Accounts vary as to what was discovered in the attic dungeon of the LaLaurie house, but all agree that slaves kept there were in various states of torture… and even dissection. Madame LaLaurie, it seemed, had fashioned herself some sort of mad doctor; though never proven, rumors persist to this day that a dozen slaves kept chained in the attic had undergone medical experimentation, including men whose gender had been forcible surgically altered, women found still alive and nailed to the floor, and others hanging by their necks, their limbs stretched out in tortuous lengths by iron chains.

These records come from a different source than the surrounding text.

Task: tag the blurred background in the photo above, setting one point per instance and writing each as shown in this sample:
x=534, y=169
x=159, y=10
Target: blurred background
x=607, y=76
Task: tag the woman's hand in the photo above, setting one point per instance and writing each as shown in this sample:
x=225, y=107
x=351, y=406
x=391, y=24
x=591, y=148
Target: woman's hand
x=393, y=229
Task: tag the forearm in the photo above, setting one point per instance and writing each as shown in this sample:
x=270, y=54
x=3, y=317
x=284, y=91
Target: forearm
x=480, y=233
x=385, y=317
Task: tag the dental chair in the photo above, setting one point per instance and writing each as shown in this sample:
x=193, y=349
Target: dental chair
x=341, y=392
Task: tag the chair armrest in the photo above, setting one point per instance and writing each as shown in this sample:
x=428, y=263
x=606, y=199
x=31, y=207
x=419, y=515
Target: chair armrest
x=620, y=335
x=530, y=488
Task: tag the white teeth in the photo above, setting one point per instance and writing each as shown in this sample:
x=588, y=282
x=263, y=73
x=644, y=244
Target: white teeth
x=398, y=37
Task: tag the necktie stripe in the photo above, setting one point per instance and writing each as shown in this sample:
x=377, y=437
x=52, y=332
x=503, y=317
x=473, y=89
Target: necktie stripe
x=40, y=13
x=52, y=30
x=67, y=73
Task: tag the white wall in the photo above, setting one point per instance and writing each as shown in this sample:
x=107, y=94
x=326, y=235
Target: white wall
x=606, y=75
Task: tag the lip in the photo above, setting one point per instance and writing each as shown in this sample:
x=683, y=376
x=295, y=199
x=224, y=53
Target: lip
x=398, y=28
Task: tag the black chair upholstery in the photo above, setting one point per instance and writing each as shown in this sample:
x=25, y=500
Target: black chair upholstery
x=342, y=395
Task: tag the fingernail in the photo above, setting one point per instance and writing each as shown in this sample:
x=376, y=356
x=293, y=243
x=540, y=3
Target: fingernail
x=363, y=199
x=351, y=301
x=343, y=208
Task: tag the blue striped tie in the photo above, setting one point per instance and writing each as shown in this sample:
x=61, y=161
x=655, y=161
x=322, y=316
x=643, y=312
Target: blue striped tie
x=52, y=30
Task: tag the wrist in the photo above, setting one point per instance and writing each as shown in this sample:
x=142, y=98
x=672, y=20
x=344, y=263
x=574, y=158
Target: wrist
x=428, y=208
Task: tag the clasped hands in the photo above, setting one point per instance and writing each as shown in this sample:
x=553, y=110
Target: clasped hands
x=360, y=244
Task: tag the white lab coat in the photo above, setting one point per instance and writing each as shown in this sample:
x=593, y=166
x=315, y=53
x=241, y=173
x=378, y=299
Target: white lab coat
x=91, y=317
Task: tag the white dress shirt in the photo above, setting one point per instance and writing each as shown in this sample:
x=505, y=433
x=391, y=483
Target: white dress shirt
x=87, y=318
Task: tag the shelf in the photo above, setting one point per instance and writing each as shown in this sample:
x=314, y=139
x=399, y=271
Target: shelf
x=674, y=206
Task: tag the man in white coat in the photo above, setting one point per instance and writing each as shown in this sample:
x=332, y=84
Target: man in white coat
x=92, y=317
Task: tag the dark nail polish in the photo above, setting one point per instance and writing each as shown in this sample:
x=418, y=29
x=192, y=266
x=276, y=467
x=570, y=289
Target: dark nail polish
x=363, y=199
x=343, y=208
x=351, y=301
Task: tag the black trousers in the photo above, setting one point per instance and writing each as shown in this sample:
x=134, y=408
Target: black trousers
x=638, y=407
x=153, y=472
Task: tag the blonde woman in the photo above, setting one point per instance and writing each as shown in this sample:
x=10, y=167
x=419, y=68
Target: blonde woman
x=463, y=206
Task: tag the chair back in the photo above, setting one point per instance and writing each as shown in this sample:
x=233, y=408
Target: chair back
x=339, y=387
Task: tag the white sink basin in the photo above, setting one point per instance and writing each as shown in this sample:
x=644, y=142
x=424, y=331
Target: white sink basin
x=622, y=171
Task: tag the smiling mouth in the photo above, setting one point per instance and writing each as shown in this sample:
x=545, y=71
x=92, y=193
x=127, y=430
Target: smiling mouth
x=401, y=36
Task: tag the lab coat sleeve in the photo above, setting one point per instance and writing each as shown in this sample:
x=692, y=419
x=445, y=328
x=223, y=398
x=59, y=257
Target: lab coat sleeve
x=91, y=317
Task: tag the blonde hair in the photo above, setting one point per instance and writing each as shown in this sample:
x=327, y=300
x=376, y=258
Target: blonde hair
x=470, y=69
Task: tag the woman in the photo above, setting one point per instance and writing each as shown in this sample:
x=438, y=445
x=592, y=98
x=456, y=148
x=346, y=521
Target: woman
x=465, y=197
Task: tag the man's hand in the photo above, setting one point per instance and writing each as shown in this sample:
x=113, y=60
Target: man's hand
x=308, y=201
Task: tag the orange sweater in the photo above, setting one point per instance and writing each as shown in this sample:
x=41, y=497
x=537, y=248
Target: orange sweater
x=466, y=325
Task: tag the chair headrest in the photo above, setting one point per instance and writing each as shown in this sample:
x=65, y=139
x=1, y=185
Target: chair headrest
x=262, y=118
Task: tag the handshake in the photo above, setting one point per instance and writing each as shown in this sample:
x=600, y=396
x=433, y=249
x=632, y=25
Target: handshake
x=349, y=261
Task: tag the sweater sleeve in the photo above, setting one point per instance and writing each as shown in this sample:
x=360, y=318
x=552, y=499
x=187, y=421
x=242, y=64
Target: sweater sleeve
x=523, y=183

Some were even said to have their lips sewn shut, to prevent their screaming; others were said to have bones that had been broken and cast into inhuman crippling shapes and angles. Some were dead, but many were still alive, said to have been kept conscious and breathing only to prolong the suffering that Delphine reveled in inflicting. Body parts and internal organs were left scattered about in troughs and buckets, left to rot alongside the newest victims.
The fire was thought to have started in the kitchen, where the household cook, another slave, was kept chained to the stove. It was thought by many that she had started the fire in order to call attention to the horrors happening daily in the LaLaurie home. The judge could protect the family no more, and as spectators lined up – some numbers quoted as more than four thousand residents of New Orleans – to bear witness to the atrocities that had been done, the LaLauries had no choice but to flee the city if they wished to escape with their lives.
Surviving slaves confirmed the horrors that had been found, trembling even as they spoke of their own terror at the thought of being taken to the attic and added to the growing pile of the Madame’s playthings.
Their home could not escape the wrath of the citizens of New Orleans, who, in spite of their acquiescence to the practice of slavery itself, were horrified by the extreme tortures that Delphine had inflicted. The LaLaurie house was ransacked, anything of value taken or destroyed. It is said that bodies were found scattered about the mansion grounds, some buried, others sealed up in an old well on the property. The numbers vary as to just how many victims Delphine LaLaurie had claimed, some saying as low as only two, while others claiming them into the dozens, men, women, and children alike.
As for Madame LaLaurie herself? No one knows for sure. All that is known is that she escaped New Orleans and the wrath of its community; most believe she escaped the very night the house burned, sailing first for New York, and then for France, to live out her days in luxury, inflicting god knows what sort of evil on those unfortunate enough to come into her new household as slaves.
The house at 1140 Royal Street still stands. It has been used in both private and public functions for many years since the LaLaurie’s sudden departure, and it is considered to be one of the most haunted houses in America, with tales of the cries of tortured slaves being heard throughout the night, and even apparitions of the evil Madame LaLaurie herself.
Strangely, the house was purchased in 2007 by a shell corporation operating on behalf of quirky actor Nicholas Cage, though he lost the property to foreclosure only a few short years later.
It is rare that an evil even greater than the practice of slavery can be found, but Delphine LaLaurie did her best to embody that malice. Centuries after the atrocities she committed, tales of the horror wrought by her hands still haunt the streets of New Orleans.